I am running into 'transaction log full' issue with SQL Server 2008 R2.

My database includes 80,000 tables which contains up to 5 columns of BIGINT and there is an index for each columns.

The recovery model for the database is set to simple.

The pattern of work with the database is by conducting a large number of bulk insert, update and delete command for about 50 hours while for given time there are only 8 commands are executing in the same period of time.

The transaction log file was set to auto growth by 10 percent and was limited to 2,000 GB (this was defined by mistake since the disk size is only 500 GB).

The 'transaction log full' exception occurred while the database was executing the commands described above and its file size was 41 GB and the log file was 270 GB which use all disk space.

In order to prevent the issue from reoccurring we set the max log file size to 20 GB and removed all transactions in the commands described above (since the use of transaction was not needed).

But unfortunately we experienced this exception again while the log file reached the 20GB limit.

Is it possible that the SQL server doesn’t truncate the log file due to the fact that the server is always executing commands and therefore there is not a single moment were the transaction log is not in use?

What might be the reason for that behavior?


Transaction log is growing probably because you did these operations in a single transaction instead of break them into smaller transactions.

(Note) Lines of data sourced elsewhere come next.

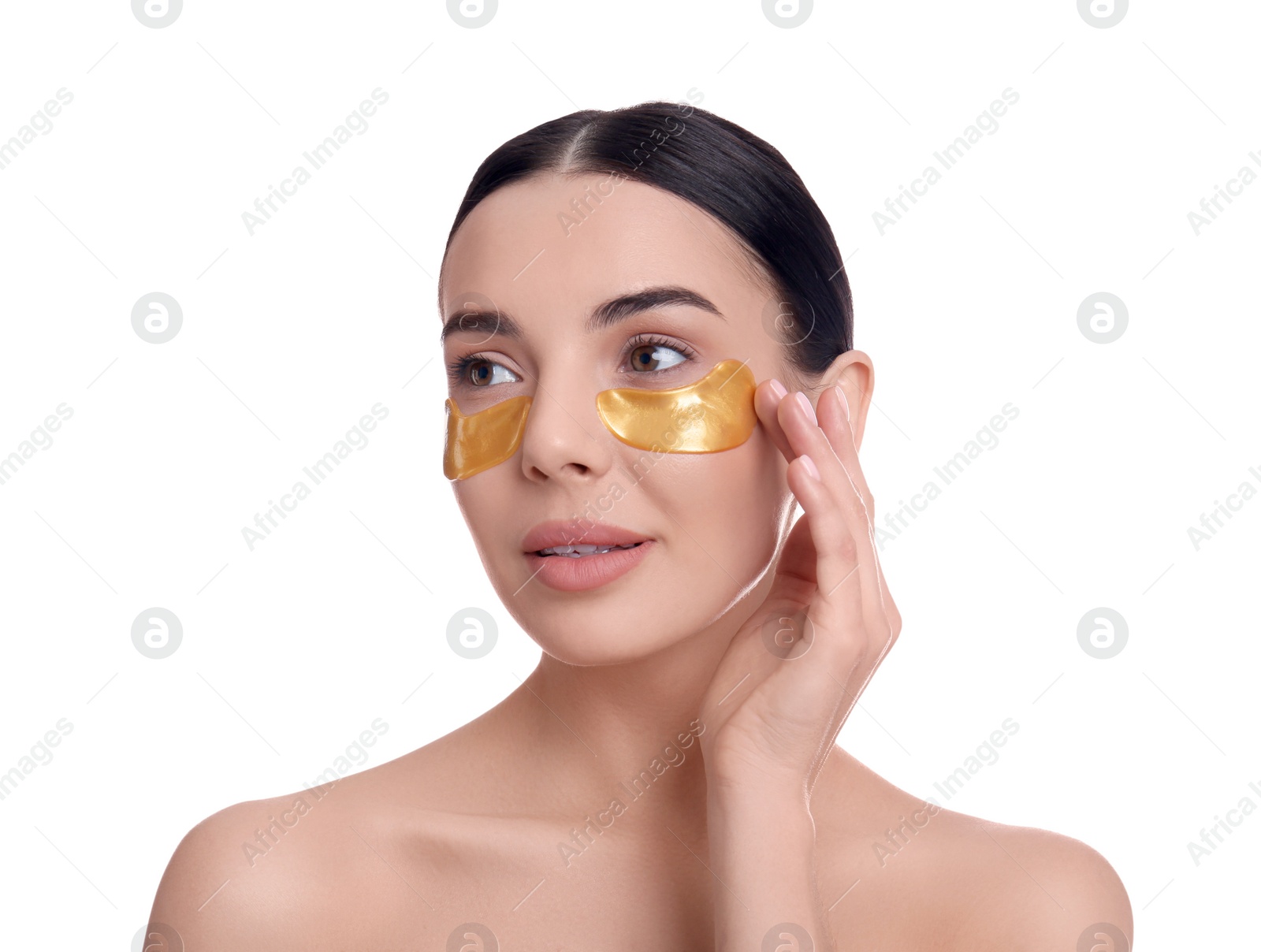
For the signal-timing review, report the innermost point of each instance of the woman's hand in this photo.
(796, 668)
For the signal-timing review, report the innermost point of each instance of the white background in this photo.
(292, 334)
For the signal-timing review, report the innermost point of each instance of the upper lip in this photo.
(567, 533)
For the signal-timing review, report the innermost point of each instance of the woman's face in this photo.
(712, 521)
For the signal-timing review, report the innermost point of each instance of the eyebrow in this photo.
(607, 314)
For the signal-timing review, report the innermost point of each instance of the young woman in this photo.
(649, 336)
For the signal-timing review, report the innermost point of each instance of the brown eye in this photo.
(479, 372)
(655, 357)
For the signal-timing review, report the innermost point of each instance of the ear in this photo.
(853, 370)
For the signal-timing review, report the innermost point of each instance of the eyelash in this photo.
(457, 370)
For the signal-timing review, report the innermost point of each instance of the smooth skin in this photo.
(747, 815)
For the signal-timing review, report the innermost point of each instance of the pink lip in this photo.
(590, 571)
(567, 533)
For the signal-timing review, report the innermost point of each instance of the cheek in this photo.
(723, 511)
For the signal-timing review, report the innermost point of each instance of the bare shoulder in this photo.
(290, 872)
(974, 884)
(233, 876)
(1046, 891)
(356, 863)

For example, if you delete 1 ML records all toghether, the operation will be first inserted into transaction log and then committed to database. But if you break the delete into smaller transactions, say 10.000 records each, transaction log will be smaller and you will be safe with your available disk space.

  • please take a look at our FAQ, specifically the section on Can I use a signature or tagline? as we discourage their use here. – Ben Pilbrow May 3 '11 at 12:41
  • I broke all my long operations into smaller ones and it did resolve the transaction log issue. The problem is that by breaking the operation into smaller ones the operations cannot be an atomic one. Any ideas on that matter? – DoronBM May 26 '11 at 4:14
  • Each transaction is an atomic operation by design so if you break a long operation into smaller transactions it will result in many atomic operations. Again if you need to rollback the entire operation (so making it atomic) it has to be entirelly contained into transaction log but this will produce a big tlog. If you only need a result for the entire operation (OK/ERROR) without to be able to rollback all you can use a TRY CATCH statement – Danilo Brambilla May 27 '11 at 9:13

Is it possible that you had a single transaction that was running before you started this data run? Transaction logs are written to sequentially and sections of the file can only be re-used when all of the transactions in that section are finished. A single long running transaction (even if it's not doing anything) could stop the log being re-used.